The servants go to ask the owner, "Do you want us to go and pull up the weeds?" The farmer's answer is "No, because while you are pulling the weeds, you may root up the wheat with them." You cannot eliminate all evil in this life. God does not rush into the world to fix it. He is not that kind of God. We might respond to evil in this way but the God who revealed himself in Jesus does not. God knows that we are too intertwined with evil in our lives, in our relationships, in our businesses, in our politics, in our churches, in our thinking, to survive such surgery prematurely. We have to wait until the harvest before we are healed. We are healed, not through miracles, but through the wounds of Jesus on the Cross. Ripping out evil is not the way of God in the world.

What, then, happens to the weeds? "The Son of Man will send out his angels and they will weed out of his kingdom everything that causes sin and all who do evil. They will throw them into the fiery furnace, where there will be weeping and gnashing of teeth. Then the righteous will shine like the sun in the kingdom of their Father." (Matt.13:41-43) The loving power of God will finally destroy all evil. "The ravenous beast of evil, which has soaked history in blood and tears, will be completely eradicated. Every tear will be dried, and death and pain will be no more." (Long, op.cit. p.144)

Charles de Gaulle and his wife Yvonne were the parents of Anne, who had Downs syndrome. Every day, when he returned home, he played with Anne before she went to bed. Yvonne would often say, "Oh, Charles, why couldn't she have been like the others." Anne died when she was young, and after the requiem mass Yvonne was reluctant to leave the grave. Charles rested his hand on her arm and said to her, "Come Yvonne. Now, she is like the others."

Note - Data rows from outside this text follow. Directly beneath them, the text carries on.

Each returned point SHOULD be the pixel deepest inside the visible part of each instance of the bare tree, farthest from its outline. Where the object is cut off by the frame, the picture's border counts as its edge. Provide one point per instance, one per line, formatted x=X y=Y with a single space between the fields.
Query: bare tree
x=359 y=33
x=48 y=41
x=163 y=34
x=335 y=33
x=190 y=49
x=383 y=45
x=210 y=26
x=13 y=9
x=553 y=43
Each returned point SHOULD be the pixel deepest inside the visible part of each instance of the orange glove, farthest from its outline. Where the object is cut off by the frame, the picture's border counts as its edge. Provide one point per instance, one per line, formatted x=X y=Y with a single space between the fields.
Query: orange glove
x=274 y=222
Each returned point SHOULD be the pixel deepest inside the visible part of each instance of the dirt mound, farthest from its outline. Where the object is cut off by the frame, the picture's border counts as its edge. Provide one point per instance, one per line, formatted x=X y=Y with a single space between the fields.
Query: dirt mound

I closed my homily for Nancy with these words: "What is still future for us, still painful for us, is present for Nancy. Now no enemy separates her from the love of God in Christ. The weeds have been eliminated from her life. She is purely good, healthy wheat now: redeemed, whole, saved. She is rooted and established in love, and has the power, together with all the saints, to grasp the width, and length, and height, and depth of the love of Christ. She knows this love that surpasses knowledge. She is filled to the measure of the fullness of God. (Eph.3:18f)"

That is the Gospel for us all who seek to follow Christ.